Remote runners (either self-managed, or Earthly Satellites) are faster, and easier to set up because the cache does not need any transferring between runs (allowing for the entire build to be cached efficiently), cache mounts are correctly persisted, and concurrent access is built-in.

For a comparison between remote runners and remote caching, see the Caching page.

Earthly has the ability to share cache between different isolated CI runs and even with developers via remote caching. This page goes through the available features, common use-cases and situations where remote caching is most useful.

Remote caching is made possible by storing intermediate steps of a build in a cloud-based Docker registry. This cache can then be downloaded on another machine in order to skip common parts.

When to use remote caching

Remote caching should be used in the following circumstances:

  • When remote runners are not possible in your setup

  • When preserving cache mounts is not needed

  • When caching only part of the build is sufficient

  • When you want to cache compute-intensive steps, but not download-intensive steps

  • When concurrent writing to the cache is not important

  • When you are willing to experiment with the various settings to get the best performance

When NOT to use remote caching

Remote caching should NOT be used in the following circumstances:

  • When remote runners are possible in your setup

  • When preserving cache mounts is needed

  • When caching the entire build is useful

  • When you want to cache download-intensive steps too, not just compute-intensive steps

  • If you want a simple setup that just works and does not require significant debugging

Types of remote cache

Earthly makes available two types of remote caching:

For a summary of the differences see comparison between inline and explicit cache.

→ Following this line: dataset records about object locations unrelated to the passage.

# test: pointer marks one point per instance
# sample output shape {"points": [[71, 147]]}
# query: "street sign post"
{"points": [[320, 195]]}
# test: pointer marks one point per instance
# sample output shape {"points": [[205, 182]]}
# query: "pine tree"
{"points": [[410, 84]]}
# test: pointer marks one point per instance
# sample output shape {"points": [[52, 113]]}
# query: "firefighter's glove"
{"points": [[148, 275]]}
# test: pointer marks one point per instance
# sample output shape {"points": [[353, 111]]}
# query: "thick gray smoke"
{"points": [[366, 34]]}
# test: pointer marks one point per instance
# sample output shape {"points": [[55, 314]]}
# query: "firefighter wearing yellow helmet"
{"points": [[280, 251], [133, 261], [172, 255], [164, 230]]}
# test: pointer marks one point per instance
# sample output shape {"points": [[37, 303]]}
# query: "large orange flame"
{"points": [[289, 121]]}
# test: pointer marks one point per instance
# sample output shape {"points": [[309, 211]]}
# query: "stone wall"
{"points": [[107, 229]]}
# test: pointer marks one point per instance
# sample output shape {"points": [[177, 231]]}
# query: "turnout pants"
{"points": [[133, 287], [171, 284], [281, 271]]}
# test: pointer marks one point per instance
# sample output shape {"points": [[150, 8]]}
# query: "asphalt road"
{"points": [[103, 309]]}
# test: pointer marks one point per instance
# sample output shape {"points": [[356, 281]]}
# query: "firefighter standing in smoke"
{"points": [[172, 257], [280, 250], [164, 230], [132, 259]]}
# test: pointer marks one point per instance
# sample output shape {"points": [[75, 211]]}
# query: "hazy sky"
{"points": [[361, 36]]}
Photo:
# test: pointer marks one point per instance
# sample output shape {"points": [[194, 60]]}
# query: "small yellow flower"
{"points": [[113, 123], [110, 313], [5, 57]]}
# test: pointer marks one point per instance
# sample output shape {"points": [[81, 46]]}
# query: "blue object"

Compatibility with major registry providers

Not all registries support the needed manifest formats to allow the usage of each kind of cache. Here is a compatibility matrix for many popular registries:

Registry
Supports Inline Cache
Supports Explicit Cache
Notes

AWS ECR

https://github.com/aws/containers-roadmap/issues/876

Google GCR

Google Artifact Registry

Azure ACR

Docker Hub

GitHub Container Registry

GitLab Container Registry

Self-Hosted registry:2

JFrog Artifactory

Only versions > 7.31.10 work, due to https://www.jfrog.com/jira/browse/RTFACT-26179

Inline cache

Inline caching is the easiest to configure. It essentially makes use of any image already being pushed to the registry and adds some very small metadata (a few KiB) as part of its configuration about how Earthly is able to reuse that image for future runs.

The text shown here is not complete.